The initial stage of the disease can also manifest inflammation of the facial nerve, ataxia, decreased blood pressure and dizziness. With the progression of the nerve fibers of the symptoms of the disease include the following:
- Change the sensitivity in the form of itching, burning, numbness, or tingling. Such feelings at first are localized in the distal, but gradually spread to the entire limb. Generally, one-sided defeat.
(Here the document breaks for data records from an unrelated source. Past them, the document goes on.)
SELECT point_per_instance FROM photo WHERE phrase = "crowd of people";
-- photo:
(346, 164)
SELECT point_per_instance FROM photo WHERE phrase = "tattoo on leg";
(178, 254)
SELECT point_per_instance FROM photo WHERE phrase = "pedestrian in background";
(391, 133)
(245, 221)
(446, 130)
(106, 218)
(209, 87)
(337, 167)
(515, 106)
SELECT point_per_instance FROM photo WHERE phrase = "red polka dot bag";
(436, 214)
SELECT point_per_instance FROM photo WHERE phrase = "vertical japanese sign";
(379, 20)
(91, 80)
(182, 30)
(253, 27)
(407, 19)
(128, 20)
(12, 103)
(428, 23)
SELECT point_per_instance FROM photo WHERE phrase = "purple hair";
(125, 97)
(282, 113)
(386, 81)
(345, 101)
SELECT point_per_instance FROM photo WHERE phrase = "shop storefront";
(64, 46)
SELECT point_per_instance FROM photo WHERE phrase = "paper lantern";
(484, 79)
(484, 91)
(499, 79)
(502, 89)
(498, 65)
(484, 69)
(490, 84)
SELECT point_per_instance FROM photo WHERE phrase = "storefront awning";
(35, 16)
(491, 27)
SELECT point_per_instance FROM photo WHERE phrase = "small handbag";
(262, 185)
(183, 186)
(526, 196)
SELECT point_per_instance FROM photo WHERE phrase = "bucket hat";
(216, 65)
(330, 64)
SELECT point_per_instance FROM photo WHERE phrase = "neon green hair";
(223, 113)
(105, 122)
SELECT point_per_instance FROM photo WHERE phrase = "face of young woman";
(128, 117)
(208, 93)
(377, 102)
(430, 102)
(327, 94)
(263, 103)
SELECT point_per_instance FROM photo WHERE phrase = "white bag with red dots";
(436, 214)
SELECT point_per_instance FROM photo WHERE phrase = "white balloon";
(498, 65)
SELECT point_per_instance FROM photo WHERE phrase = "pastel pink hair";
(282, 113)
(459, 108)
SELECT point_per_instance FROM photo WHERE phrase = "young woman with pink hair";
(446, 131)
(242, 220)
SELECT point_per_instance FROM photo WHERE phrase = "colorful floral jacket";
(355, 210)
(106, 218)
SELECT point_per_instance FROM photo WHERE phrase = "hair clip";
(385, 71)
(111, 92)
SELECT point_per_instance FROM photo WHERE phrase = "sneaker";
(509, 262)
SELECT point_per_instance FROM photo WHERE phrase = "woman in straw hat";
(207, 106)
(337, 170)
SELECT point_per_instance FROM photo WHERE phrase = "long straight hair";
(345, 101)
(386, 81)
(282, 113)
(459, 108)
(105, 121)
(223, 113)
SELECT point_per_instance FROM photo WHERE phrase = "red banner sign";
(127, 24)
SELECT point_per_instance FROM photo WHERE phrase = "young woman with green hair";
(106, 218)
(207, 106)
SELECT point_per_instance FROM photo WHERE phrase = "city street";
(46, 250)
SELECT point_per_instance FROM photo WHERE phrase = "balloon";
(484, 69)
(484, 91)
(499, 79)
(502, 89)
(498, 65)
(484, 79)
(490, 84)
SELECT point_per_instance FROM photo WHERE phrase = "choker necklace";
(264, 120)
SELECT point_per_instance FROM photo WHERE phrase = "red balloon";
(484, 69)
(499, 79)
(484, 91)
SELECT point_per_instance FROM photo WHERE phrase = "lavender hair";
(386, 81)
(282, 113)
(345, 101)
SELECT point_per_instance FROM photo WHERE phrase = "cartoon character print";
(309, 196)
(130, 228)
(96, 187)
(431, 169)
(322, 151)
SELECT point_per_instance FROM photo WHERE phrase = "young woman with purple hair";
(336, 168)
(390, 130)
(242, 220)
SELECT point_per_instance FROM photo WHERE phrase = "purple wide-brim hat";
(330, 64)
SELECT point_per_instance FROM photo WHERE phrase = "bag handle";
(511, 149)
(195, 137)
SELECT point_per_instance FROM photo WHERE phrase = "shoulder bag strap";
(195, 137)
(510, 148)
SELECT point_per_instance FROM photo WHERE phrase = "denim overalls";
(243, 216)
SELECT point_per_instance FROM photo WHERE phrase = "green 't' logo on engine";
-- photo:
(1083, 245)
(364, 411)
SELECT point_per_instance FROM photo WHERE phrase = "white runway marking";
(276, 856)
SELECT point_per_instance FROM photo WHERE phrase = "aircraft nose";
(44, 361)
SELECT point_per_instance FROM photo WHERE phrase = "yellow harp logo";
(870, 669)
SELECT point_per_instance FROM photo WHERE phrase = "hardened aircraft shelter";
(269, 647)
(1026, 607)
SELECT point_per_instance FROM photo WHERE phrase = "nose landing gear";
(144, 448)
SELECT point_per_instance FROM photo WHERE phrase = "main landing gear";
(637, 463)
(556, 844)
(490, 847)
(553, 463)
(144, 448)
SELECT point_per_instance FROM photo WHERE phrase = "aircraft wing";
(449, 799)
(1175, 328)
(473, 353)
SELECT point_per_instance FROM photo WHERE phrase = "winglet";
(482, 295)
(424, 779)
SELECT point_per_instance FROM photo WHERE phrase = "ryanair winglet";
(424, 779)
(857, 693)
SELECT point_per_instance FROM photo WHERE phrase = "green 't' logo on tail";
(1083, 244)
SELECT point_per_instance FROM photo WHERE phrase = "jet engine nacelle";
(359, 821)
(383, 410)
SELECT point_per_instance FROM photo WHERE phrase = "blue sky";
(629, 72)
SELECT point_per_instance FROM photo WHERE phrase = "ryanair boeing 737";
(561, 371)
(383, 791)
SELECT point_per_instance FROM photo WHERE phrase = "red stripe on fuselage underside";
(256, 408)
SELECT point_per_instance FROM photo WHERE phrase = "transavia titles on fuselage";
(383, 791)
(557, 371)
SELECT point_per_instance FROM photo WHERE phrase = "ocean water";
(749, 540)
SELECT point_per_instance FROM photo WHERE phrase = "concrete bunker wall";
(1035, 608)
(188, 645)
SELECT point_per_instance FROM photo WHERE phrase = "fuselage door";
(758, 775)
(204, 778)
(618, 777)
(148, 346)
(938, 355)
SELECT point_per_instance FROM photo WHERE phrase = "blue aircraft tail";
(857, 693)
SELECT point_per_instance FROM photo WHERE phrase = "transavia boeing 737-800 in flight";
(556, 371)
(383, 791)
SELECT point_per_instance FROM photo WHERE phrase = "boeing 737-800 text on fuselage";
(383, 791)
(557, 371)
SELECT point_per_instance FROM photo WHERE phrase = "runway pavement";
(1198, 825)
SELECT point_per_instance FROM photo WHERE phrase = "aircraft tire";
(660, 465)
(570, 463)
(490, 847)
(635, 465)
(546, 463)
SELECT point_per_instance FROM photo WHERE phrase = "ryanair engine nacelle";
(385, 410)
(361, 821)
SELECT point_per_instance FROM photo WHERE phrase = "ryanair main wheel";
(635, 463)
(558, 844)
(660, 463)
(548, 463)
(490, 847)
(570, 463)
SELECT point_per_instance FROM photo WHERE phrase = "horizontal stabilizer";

Over time the patient becomes difficult to make any movement.
- Vision changes and reduction of its severity, disturbance of color vision, diplopia.
- Tremor of the extremities due to involuntary muscle contractions.
- Impaired swallowing.
- Speech disorder (it is stiff and vague).
- Violation walk because of tremors, vertigo, muscle weakness or numbness of the feet.
- Increased sensitivity to heat (overheating of the body leads to increased exposure, so patients should avoid prolonged stay on the beach, in the sauna, etc.).
- Chronic fatigue, which is most pronounced in the second half of the day. Observed drowsiness, excessive fatigue and emotional exhaustion.
- Changes in the sexual sphere, manifested by decreased libido, erectile dysfunction and allocation of sperm in men. In women may be reduced sensitivity in the genital area and experience pain during sexual intercourse.
- Deterioration night’s sleep.
- Changes in the ANS, which include muscle weakness, arterial hypotension and arrhythmia, hyperhidrosis of the feet.
- Bad mood (depression or anxiety).
- Dysfunction of urination and defecation.
In a separate clinical cases are special symptoms of multiple sclerosis. These include paroxysmal attacks of ataxia, dysarthria, seizures, and parasthesia mioclonii. The patient during the seizure remains conscious and is no EEG seizure activity (specific characteristic that differentiates the paroxysms on the background of multiple sclerosis and the seizures of an epileptic nature). Can also develop acute psychosis. 2 – 10% of patients show acute transverse myelitis. To determine its nature and exclusion of post-infectious or post-vaccinal damage of the white matter of patients getting an MRI.
In the later stages of illness, patients recorded respiratory disorders. Changing the depth and rhythm of respiration, there is shortness of breath, difficulty in coughing, shortness of breath and continuous hiccups. Such manifestations are associated with weakness of the muscles involved in the respiratory cycle and promote normal breathing. In addition, the changes of respiration may be determined by drugs used for the symptomatic treatment (e.g., when taking muscle relaxants, tranquilizers, some analgesics).
In the case of heavy flow are logged sclerosis complex pneumonia, disability and massive bed sores as the result of immobilization of the patient, disorders of respiratory function and cardiac activity, which can lead to death. As can be seen from the above information, the clinical course of multiple sclerosis – polymorphic. This greatly complicates diagnosis and timely therapy.